MI-based validation indices for simulated big web-delivered trial dataset

Conclusion

In eHealth services, big data from web-delivered longitudinal trials are complex. Determining the optimal number of clusters in such data is especially challenging. This paper built upon our MIfuzzy clustering designed a MI-based validation (MIV) framework and algorithms for big data processing, particularly for fuzzy clustering of big incomplete longitudinal web-delieved trial data. Although we included two conventional methods for testing clustering stability, bootstrap and cross-validation, they did not seem to add incremental value for detecting the optimal number of clusters. One major reason could be that the multiple imputation component in MIfuzzy already accounts for the imputation uncertainty to ensure the clustering stability using several complete imputed datasets. This concept is similar to the bootstrap and cross validation for stability tests, therefore this overlap decreases the incremental value of these conventional methods which are typically used for complete data sets. Another reason might be that the two methods were not specifically designed for or directly related to the fuzzy clustering which is widely accepted for biomedical data where clusters overlap or touch. Also the modularity validation index is widely accepted for network-based data, but appears not feasible for the structure of these big incomplete longitudinal web-delivered trial data in eHealth services.

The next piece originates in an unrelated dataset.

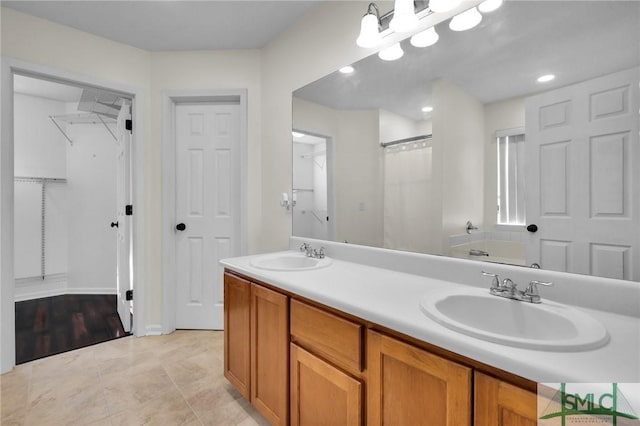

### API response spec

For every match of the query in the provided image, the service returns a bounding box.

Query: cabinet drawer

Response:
[291,299,363,372]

Consistently, we found multiple-imputation based XB index, specifically designed for fuzzy clustering, could facilitate detecting the optimal number of clusters for big incomplete longitudinal trial data, either from web-delivered or traditional clinical trials [4, 6, 15]. Different from the MI approach used for statistical analyses, MI based clustering only uses the imputation step, thus has no connection with the possible inconsistent analytical models for statistical inference. As our research indicates, it will especially contribute more to non-model-based clustering approaches, and could potentially improve clustering accuracy and computational efficiency for model-based clustering approaches. In future, embedding MIV algorithms into eHealth system could warrant the validity of identifying at-risk or abnormal patterns of patients, events, diagnoses or services using various unsupervised learning methods, and reduce the uncertainty in implementing pattern-derived adaptive trials or services.